Read a text file in R line by line
You should take care with readLines(...)
and big files. Reading all lines at memory can be risky. Below is a example of how to read file and process just one line at time:
processFile = function(filepath) {
con = file(filepath, "r")
while ( TRUE ) {
line = readLines(con, n = 1)
if ( length(line) == 0 ) {
break
}
print(line)
}
close(con)
}
Understand the risk of reading a line at memory too. Big files without line breaks can fill your memory too.
Just use readLines
on your file:
R> res <- readLines(system.file("DESCRIPTION", package="MASS"))
R> length(res)
[1] 27
R> res
[1] "Package: MASS"
[2] "Priority: recommended"
[3] "Version: 7.3-18"
[4] "Date: 2012-05-28"
[5] "Revision: $Rev: 3167 $"
[6] "Depends: R (>= 2.14.0), grDevices, graphics, stats, utils"
[7] "Suggests: lattice, nlme, nnet, survival"
[8] "Authors@R: c(person(\"Brian\", \"Ripley\", role = c(\"aut\", \"cre\", \"cph\"),"
[9] " email = \"[email protected]\"), person(\"Kurt\", \"Hornik\", role"
[10] " = \"trl\", comment = \"partial port ca 1998\"), person(\"Albrecht\","
[11] " \"Gebhardt\", role = \"trl\", comment = \"partial port ca 1998\"),"

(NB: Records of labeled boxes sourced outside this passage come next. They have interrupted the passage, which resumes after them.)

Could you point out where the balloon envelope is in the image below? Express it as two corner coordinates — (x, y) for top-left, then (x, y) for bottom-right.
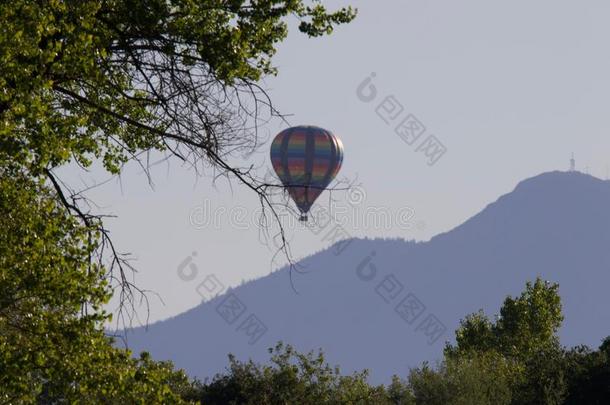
(271, 125), (343, 220)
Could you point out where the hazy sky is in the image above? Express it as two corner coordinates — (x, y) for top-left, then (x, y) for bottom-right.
(60, 0), (610, 320)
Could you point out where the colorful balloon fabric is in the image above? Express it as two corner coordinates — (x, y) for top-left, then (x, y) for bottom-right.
(271, 125), (343, 221)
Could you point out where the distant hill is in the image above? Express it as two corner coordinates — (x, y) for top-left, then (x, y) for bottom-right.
(121, 172), (610, 383)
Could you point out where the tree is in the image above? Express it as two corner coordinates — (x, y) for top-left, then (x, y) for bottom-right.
(198, 343), (388, 405)
(0, 0), (355, 403)
(445, 278), (567, 404)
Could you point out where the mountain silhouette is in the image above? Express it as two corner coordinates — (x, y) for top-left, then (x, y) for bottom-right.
(121, 172), (610, 383)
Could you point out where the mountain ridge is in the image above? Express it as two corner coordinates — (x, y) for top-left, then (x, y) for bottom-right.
(122, 172), (610, 382)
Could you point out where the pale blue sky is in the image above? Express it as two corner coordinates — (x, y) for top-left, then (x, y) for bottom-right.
(60, 0), (610, 320)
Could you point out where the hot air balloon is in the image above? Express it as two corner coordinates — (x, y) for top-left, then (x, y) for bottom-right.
(271, 125), (343, 221)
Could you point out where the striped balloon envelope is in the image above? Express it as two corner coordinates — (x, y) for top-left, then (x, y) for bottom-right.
(271, 125), (343, 221)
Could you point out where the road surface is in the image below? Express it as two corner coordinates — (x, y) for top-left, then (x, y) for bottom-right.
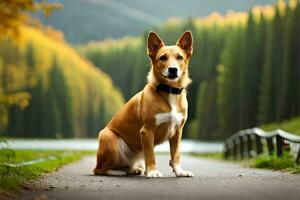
(19, 155), (300, 200)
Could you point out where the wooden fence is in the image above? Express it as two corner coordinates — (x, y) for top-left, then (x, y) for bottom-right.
(224, 128), (300, 163)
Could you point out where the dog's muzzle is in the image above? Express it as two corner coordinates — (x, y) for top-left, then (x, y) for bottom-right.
(168, 67), (178, 79)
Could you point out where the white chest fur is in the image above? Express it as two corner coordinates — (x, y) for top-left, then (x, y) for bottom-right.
(155, 94), (183, 137)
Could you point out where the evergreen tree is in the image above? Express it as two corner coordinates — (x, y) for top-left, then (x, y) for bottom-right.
(49, 56), (74, 137)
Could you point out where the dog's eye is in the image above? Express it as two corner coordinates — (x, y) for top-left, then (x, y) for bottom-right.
(177, 55), (183, 60)
(159, 55), (168, 61)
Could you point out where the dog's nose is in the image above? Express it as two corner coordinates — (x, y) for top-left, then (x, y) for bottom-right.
(168, 67), (177, 74)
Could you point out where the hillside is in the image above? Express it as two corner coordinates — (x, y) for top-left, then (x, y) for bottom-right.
(78, 0), (300, 139)
(0, 26), (124, 137)
(38, 0), (276, 43)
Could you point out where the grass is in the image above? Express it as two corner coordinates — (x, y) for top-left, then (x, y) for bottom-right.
(250, 153), (300, 174)
(0, 149), (91, 192)
(260, 117), (300, 135)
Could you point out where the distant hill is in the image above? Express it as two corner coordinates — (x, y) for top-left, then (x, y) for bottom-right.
(38, 0), (276, 43)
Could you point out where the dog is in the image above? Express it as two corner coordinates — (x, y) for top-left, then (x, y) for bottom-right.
(94, 31), (193, 178)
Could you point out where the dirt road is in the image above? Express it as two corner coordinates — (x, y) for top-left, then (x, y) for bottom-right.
(20, 155), (300, 200)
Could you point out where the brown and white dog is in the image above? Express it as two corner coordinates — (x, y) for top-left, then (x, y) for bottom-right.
(94, 31), (193, 177)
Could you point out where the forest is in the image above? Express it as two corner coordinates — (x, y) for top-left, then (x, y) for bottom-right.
(0, 25), (124, 138)
(77, 0), (300, 140)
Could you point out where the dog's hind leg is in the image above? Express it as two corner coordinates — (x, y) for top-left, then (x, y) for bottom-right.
(94, 128), (126, 175)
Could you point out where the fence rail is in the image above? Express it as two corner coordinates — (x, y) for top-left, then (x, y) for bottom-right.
(224, 127), (300, 163)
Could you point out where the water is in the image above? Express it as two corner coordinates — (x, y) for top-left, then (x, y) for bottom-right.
(1, 139), (223, 153)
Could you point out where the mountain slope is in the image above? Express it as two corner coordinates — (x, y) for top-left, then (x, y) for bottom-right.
(38, 0), (276, 43)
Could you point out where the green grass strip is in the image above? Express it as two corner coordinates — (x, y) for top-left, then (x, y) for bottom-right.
(0, 149), (91, 191)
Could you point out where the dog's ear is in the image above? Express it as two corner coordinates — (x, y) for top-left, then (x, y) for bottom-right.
(176, 31), (193, 58)
(147, 31), (164, 60)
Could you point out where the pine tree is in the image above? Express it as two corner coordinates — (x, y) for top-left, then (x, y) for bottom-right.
(49, 56), (74, 137)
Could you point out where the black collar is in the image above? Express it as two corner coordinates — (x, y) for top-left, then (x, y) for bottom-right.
(156, 83), (184, 95)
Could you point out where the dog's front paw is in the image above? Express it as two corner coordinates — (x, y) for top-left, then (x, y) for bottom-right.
(175, 170), (194, 177)
(147, 170), (164, 178)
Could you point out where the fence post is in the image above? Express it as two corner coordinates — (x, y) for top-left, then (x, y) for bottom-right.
(232, 139), (237, 159)
(276, 135), (283, 157)
(296, 147), (300, 164)
(247, 135), (252, 158)
(255, 135), (262, 155)
(239, 136), (244, 159)
(266, 137), (274, 155)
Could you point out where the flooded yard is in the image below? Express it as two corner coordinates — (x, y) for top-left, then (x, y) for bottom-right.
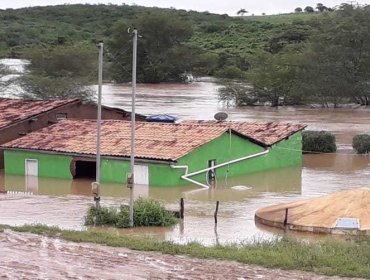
(0, 79), (370, 245)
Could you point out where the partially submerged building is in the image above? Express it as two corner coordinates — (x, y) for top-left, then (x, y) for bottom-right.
(0, 98), (145, 168)
(2, 119), (305, 186)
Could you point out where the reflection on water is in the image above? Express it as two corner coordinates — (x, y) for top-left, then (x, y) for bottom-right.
(0, 149), (370, 244)
(0, 77), (370, 244)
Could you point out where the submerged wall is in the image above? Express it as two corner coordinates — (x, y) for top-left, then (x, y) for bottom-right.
(5, 132), (302, 186)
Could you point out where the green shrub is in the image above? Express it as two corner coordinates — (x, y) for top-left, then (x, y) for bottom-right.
(352, 134), (370, 154)
(134, 198), (177, 226)
(302, 130), (337, 153)
(85, 198), (177, 228)
(85, 206), (117, 225)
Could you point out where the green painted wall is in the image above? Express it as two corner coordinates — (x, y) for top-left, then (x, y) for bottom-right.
(5, 132), (302, 186)
(4, 151), (72, 179)
(149, 132), (302, 185)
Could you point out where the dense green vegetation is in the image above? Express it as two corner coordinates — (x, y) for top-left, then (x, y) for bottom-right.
(85, 198), (178, 228)
(0, 225), (370, 278)
(352, 134), (370, 154)
(0, 4), (316, 82)
(302, 130), (337, 153)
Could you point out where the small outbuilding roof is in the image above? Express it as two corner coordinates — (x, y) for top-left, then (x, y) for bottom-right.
(182, 120), (306, 146)
(2, 119), (304, 161)
(0, 98), (80, 128)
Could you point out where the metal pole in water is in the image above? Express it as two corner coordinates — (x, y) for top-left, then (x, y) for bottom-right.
(129, 29), (137, 227)
(93, 43), (104, 208)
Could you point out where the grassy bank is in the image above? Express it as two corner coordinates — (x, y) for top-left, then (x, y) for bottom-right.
(0, 225), (370, 278)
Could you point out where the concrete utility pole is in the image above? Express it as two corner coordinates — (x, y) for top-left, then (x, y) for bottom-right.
(127, 29), (137, 227)
(92, 43), (104, 208)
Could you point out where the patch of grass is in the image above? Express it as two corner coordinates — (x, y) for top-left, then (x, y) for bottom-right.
(0, 225), (370, 278)
(352, 134), (370, 154)
(85, 198), (178, 228)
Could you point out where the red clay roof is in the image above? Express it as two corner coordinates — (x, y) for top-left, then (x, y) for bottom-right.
(182, 120), (306, 146)
(3, 119), (227, 161)
(2, 119), (304, 161)
(0, 98), (79, 128)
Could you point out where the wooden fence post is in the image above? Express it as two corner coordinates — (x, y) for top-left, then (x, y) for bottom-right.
(180, 198), (184, 220)
(284, 208), (288, 226)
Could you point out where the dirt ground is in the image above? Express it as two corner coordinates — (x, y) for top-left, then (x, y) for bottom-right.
(0, 230), (362, 280)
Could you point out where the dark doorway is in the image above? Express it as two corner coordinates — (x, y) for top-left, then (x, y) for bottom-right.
(207, 159), (216, 184)
(74, 160), (96, 179)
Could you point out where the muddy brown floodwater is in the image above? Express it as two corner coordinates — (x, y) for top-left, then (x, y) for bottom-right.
(0, 71), (370, 279)
(0, 81), (370, 245)
(0, 231), (362, 280)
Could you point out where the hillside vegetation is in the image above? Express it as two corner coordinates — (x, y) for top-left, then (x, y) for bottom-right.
(0, 5), (315, 57)
(0, 4), (370, 107)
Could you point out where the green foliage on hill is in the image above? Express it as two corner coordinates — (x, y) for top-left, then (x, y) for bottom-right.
(0, 4), (370, 107)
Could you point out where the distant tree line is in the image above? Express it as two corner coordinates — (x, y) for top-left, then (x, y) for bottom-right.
(294, 3), (334, 13)
(0, 4), (370, 107)
(220, 4), (370, 107)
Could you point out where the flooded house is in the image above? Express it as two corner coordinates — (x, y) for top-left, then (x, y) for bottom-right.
(1, 119), (305, 187)
(0, 98), (145, 169)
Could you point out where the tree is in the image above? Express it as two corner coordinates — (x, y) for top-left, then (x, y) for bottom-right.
(236, 9), (248, 16)
(316, 3), (328, 13)
(18, 45), (97, 100)
(108, 12), (196, 83)
(294, 7), (302, 13)
(219, 53), (301, 107)
(296, 5), (370, 107)
(304, 6), (315, 13)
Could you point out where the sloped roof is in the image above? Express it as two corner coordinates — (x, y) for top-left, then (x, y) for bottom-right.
(2, 119), (304, 161)
(0, 98), (79, 128)
(182, 120), (306, 146)
(3, 119), (227, 161)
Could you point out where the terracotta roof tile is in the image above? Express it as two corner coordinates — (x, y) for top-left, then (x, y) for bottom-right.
(182, 120), (306, 146)
(2, 119), (304, 161)
(0, 98), (78, 128)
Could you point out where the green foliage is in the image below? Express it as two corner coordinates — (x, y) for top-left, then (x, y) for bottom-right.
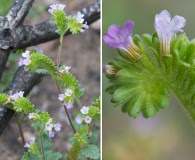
(0, 93), (9, 105)
(81, 145), (100, 159)
(87, 106), (100, 122)
(68, 18), (83, 34)
(13, 97), (35, 115)
(57, 73), (83, 98)
(52, 10), (67, 35)
(27, 51), (57, 77)
(0, 0), (14, 16)
(106, 33), (195, 120)
(92, 96), (101, 108)
(67, 142), (81, 160)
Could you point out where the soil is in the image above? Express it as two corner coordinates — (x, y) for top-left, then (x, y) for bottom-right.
(0, 0), (100, 160)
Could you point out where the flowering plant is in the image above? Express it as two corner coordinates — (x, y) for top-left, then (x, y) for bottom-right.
(103, 10), (195, 121)
(0, 4), (100, 160)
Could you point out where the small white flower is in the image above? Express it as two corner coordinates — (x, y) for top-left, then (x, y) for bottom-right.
(84, 116), (92, 123)
(80, 106), (89, 114)
(28, 113), (35, 119)
(22, 50), (30, 58)
(58, 94), (65, 101)
(75, 115), (83, 124)
(65, 89), (73, 97)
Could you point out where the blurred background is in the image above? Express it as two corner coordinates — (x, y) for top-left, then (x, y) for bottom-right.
(102, 0), (195, 160)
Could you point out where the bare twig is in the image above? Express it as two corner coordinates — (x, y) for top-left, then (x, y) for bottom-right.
(0, 67), (42, 135)
(6, 0), (34, 29)
(14, 0), (100, 48)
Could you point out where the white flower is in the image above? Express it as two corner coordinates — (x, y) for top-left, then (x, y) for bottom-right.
(58, 94), (65, 101)
(80, 106), (89, 114)
(65, 89), (73, 97)
(84, 116), (92, 123)
(24, 137), (35, 148)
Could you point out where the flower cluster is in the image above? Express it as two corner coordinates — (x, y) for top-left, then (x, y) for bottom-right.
(48, 4), (66, 14)
(24, 137), (35, 148)
(28, 113), (62, 138)
(18, 50), (31, 66)
(68, 12), (89, 34)
(154, 10), (186, 55)
(58, 89), (73, 109)
(75, 106), (92, 124)
(75, 12), (89, 33)
(103, 20), (142, 61)
(45, 119), (62, 138)
(10, 91), (24, 101)
(59, 65), (71, 73)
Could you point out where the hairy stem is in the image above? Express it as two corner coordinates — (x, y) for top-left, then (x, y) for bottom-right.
(39, 132), (45, 160)
(55, 80), (76, 133)
(16, 116), (28, 152)
(57, 35), (64, 68)
(75, 97), (82, 108)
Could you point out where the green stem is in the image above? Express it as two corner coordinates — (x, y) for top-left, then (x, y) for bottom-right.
(57, 35), (64, 68)
(55, 80), (76, 133)
(75, 97), (83, 108)
(16, 114), (28, 152)
(39, 132), (45, 160)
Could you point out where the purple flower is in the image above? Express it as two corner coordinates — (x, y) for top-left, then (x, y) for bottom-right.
(65, 89), (73, 97)
(28, 113), (35, 119)
(84, 116), (92, 123)
(10, 91), (24, 101)
(80, 106), (89, 114)
(103, 20), (141, 61)
(76, 12), (89, 33)
(48, 4), (66, 14)
(24, 137), (35, 148)
(45, 118), (53, 132)
(54, 122), (62, 132)
(49, 132), (56, 138)
(64, 102), (73, 109)
(22, 50), (30, 58)
(75, 115), (83, 124)
(154, 10), (186, 55)
(58, 94), (65, 101)
(18, 50), (31, 66)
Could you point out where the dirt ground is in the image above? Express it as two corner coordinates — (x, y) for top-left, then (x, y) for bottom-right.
(0, 0), (100, 160)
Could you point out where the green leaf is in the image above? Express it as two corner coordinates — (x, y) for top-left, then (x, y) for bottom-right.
(13, 97), (35, 115)
(36, 69), (49, 74)
(45, 151), (63, 160)
(81, 145), (100, 159)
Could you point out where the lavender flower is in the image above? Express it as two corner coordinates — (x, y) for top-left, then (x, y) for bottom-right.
(48, 131), (56, 138)
(80, 106), (89, 114)
(45, 118), (53, 132)
(10, 91), (24, 101)
(154, 10), (186, 55)
(24, 137), (35, 148)
(75, 115), (83, 124)
(84, 116), (92, 123)
(48, 4), (66, 14)
(103, 20), (142, 61)
(28, 113), (35, 119)
(76, 12), (89, 33)
(18, 50), (31, 66)
(64, 66), (71, 73)
(64, 102), (73, 109)
(58, 94), (65, 101)
(54, 122), (62, 132)
(65, 89), (73, 97)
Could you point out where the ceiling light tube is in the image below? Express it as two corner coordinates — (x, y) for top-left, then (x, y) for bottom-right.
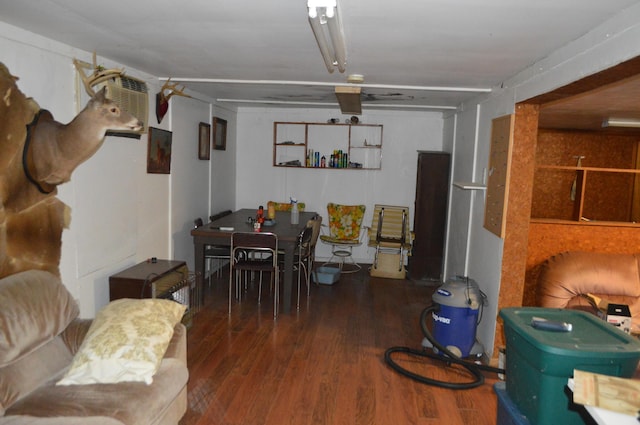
(307, 0), (347, 73)
(309, 12), (334, 74)
(602, 118), (640, 128)
(327, 10), (347, 72)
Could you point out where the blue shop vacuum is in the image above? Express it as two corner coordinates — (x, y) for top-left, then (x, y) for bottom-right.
(422, 276), (486, 358)
(384, 276), (505, 389)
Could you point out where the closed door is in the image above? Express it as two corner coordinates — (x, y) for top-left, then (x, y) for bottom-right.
(409, 152), (450, 281)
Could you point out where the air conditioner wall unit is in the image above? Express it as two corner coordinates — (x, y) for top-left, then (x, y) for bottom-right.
(95, 75), (149, 134)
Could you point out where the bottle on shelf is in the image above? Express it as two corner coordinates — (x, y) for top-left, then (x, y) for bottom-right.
(289, 198), (300, 224)
(253, 205), (264, 232)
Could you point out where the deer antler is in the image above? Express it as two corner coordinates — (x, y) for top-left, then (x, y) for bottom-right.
(160, 78), (191, 102)
(156, 78), (191, 124)
(73, 52), (124, 97)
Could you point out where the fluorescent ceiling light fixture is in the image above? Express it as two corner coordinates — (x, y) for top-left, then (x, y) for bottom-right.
(602, 118), (640, 128)
(307, 0), (347, 73)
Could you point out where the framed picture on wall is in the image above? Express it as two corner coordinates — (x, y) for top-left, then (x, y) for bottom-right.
(147, 127), (172, 174)
(213, 117), (227, 151)
(198, 122), (211, 160)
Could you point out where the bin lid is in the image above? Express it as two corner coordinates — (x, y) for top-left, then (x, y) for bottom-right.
(500, 307), (640, 358)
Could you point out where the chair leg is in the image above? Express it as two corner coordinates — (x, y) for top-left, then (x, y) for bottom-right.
(272, 267), (280, 320)
(229, 263), (233, 314)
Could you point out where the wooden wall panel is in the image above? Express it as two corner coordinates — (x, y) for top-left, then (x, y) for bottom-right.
(522, 222), (640, 306)
(531, 130), (639, 221)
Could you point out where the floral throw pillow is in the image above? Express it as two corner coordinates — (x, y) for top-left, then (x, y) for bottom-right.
(57, 298), (186, 385)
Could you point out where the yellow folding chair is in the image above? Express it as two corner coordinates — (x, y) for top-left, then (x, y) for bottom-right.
(368, 204), (413, 279)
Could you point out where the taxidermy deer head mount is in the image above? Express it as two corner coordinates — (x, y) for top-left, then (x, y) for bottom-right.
(156, 78), (191, 124)
(22, 88), (143, 193)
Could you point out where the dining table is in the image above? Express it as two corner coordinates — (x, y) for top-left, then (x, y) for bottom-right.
(191, 208), (316, 313)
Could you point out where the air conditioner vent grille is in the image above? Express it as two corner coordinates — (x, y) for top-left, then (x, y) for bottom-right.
(119, 76), (147, 93)
(96, 75), (149, 133)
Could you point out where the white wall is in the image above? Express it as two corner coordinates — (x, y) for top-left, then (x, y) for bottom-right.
(0, 23), (235, 317)
(448, 5), (640, 355)
(236, 108), (443, 263)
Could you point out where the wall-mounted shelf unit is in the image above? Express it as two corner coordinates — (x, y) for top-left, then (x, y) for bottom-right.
(531, 165), (640, 225)
(273, 122), (382, 170)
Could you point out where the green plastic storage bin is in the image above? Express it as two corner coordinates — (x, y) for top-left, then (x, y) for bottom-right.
(500, 307), (640, 425)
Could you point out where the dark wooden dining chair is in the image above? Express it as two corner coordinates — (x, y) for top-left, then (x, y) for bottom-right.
(294, 225), (314, 310)
(193, 217), (231, 285)
(229, 232), (280, 319)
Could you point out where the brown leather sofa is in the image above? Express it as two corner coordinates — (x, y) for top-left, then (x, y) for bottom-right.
(537, 251), (640, 334)
(0, 270), (189, 425)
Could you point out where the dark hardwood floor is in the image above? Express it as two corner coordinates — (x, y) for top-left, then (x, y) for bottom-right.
(180, 270), (497, 425)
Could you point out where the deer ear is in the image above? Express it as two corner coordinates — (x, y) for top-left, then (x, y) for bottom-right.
(93, 86), (107, 102)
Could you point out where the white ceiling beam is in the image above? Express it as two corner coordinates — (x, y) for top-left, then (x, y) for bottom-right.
(158, 77), (491, 93)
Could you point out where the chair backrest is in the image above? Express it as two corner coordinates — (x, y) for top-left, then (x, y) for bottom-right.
(307, 214), (322, 249)
(327, 202), (366, 241)
(231, 232), (278, 257)
(267, 201), (306, 212)
(369, 204), (411, 246)
(298, 225), (313, 255)
(209, 210), (233, 221)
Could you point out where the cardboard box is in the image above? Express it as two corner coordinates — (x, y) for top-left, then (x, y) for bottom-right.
(606, 304), (631, 334)
(585, 294), (631, 334)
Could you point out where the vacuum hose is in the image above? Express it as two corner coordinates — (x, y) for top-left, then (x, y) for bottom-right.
(384, 306), (505, 390)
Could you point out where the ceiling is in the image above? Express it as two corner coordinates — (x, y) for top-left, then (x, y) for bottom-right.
(0, 0), (638, 124)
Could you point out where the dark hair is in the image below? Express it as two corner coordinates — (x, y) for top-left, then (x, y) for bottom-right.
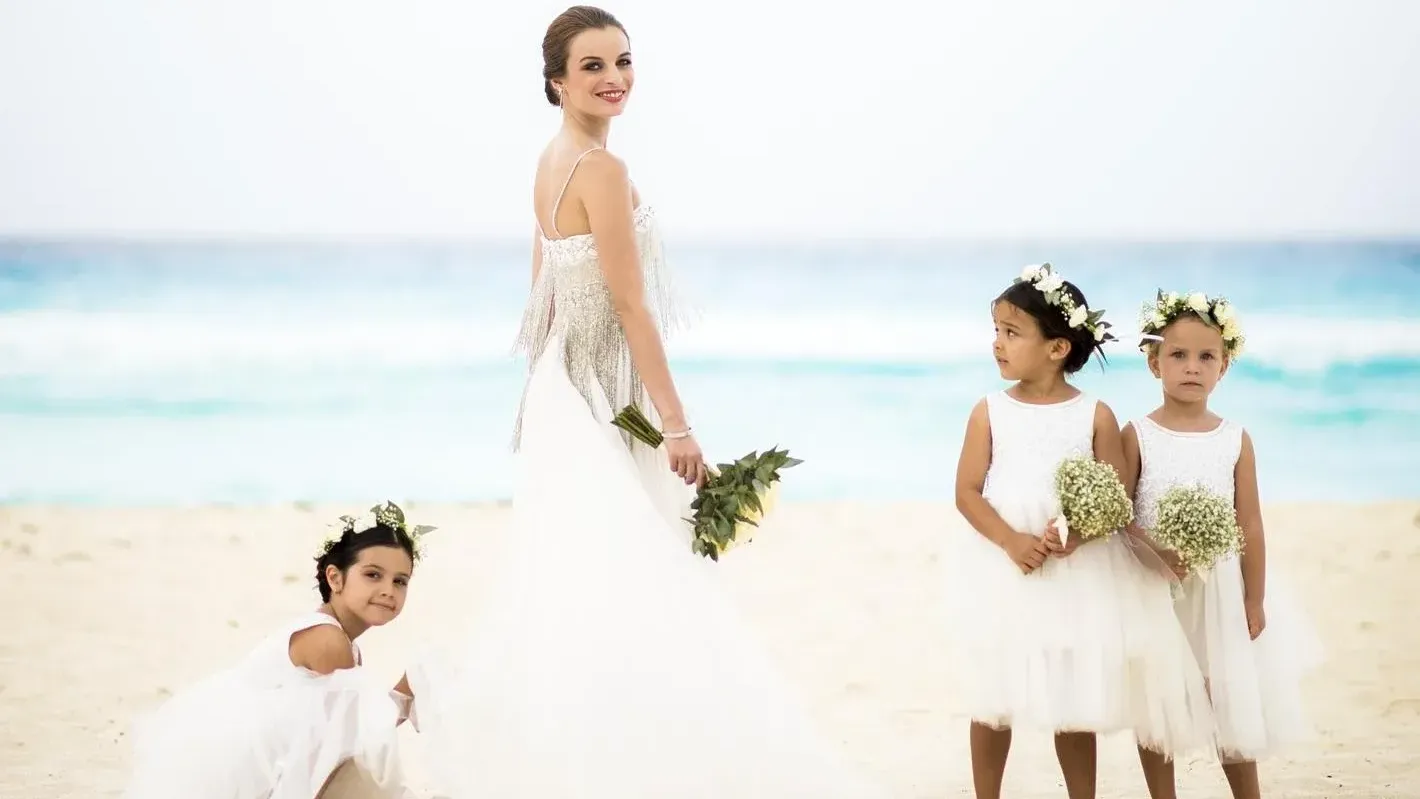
(315, 524), (415, 602)
(991, 280), (1105, 375)
(542, 6), (629, 105)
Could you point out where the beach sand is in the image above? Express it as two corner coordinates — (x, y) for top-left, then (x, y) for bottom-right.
(0, 502), (1420, 799)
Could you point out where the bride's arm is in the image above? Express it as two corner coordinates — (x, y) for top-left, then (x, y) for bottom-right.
(533, 224), (542, 285)
(579, 150), (689, 433)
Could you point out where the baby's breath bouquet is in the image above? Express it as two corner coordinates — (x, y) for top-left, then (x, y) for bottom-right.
(612, 404), (804, 561)
(1055, 456), (1135, 542)
(1149, 485), (1243, 573)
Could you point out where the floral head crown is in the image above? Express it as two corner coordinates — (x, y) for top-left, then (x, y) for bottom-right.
(317, 501), (437, 561)
(1139, 291), (1247, 358)
(1014, 264), (1115, 342)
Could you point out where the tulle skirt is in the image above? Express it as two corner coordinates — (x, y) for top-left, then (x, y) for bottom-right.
(1174, 558), (1322, 761)
(409, 341), (878, 799)
(124, 668), (408, 799)
(947, 491), (1213, 755)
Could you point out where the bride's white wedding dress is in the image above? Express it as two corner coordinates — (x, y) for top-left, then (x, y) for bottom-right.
(409, 153), (880, 799)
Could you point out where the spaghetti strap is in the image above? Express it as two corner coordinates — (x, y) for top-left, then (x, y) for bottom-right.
(538, 148), (602, 238)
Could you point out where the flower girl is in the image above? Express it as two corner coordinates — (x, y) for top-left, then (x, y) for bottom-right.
(949, 264), (1211, 799)
(124, 504), (432, 799)
(1123, 292), (1321, 799)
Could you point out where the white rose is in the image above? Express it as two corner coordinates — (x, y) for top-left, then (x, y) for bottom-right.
(1035, 272), (1065, 294)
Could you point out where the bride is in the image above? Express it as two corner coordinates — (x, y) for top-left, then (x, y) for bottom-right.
(406, 6), (879, 799)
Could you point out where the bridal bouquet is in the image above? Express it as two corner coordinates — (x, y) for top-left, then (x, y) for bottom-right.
(1149, 485), (1243, 572)
(612, 404), (804, 561)
(1055, 456), (1135, 544)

[12] " person(\"David\", \"Firth\", role = \"ctb\"))"
[13] "Description: Functions and datasets to support Venables and Ripley,"
[14] " 'Modern Applied Statistics with S' (4th edition, 2002)."
[15] "Title: Support Functions and Datasets for Venables and Ripley's MASS"
[16] "License: GPL-2 | GPL-3"
[17] "URL: http://www.stats.ox.ac.uk/pub/MASS4/"
[18] "LazyData: yes"
[19] "Packaged: 2012-05-28 08:47:38 UTC; ripley"
[20] "Author: Brian Ripley [aut, cre, cph], Kurt Hornik [trl] (partial port"
[21] " ca 1998), Albrecht Gebhardt [trl] (partial port ca 1998), David"
[22] " Firth [ctb]"
[23] "Maintainer: Brian Ripley <[email protected]>"
[24] "Repository: CRAN"
[25] "Date/Publication: 2012-05-28 08:53:03"
[26] "Built: R 2.15.1; x86_64-pc-mingw32; 2012-06-22 14:16:09 UTC; windows"
[27] "Archs: i386, x64"
R>
There is an entire manual devoted to this.
Here is the solution with a for
loop. Importantly, it takes the one call to readLines
out of the for loop so that it is not improperly called again and again. Here it is:
fileName <- "up_down.txt"
conn <- file(fileName,open="r")
linn <-readLines(conn)
for (i in 1:length(linn)){
print(linn[i])
}
close(conn)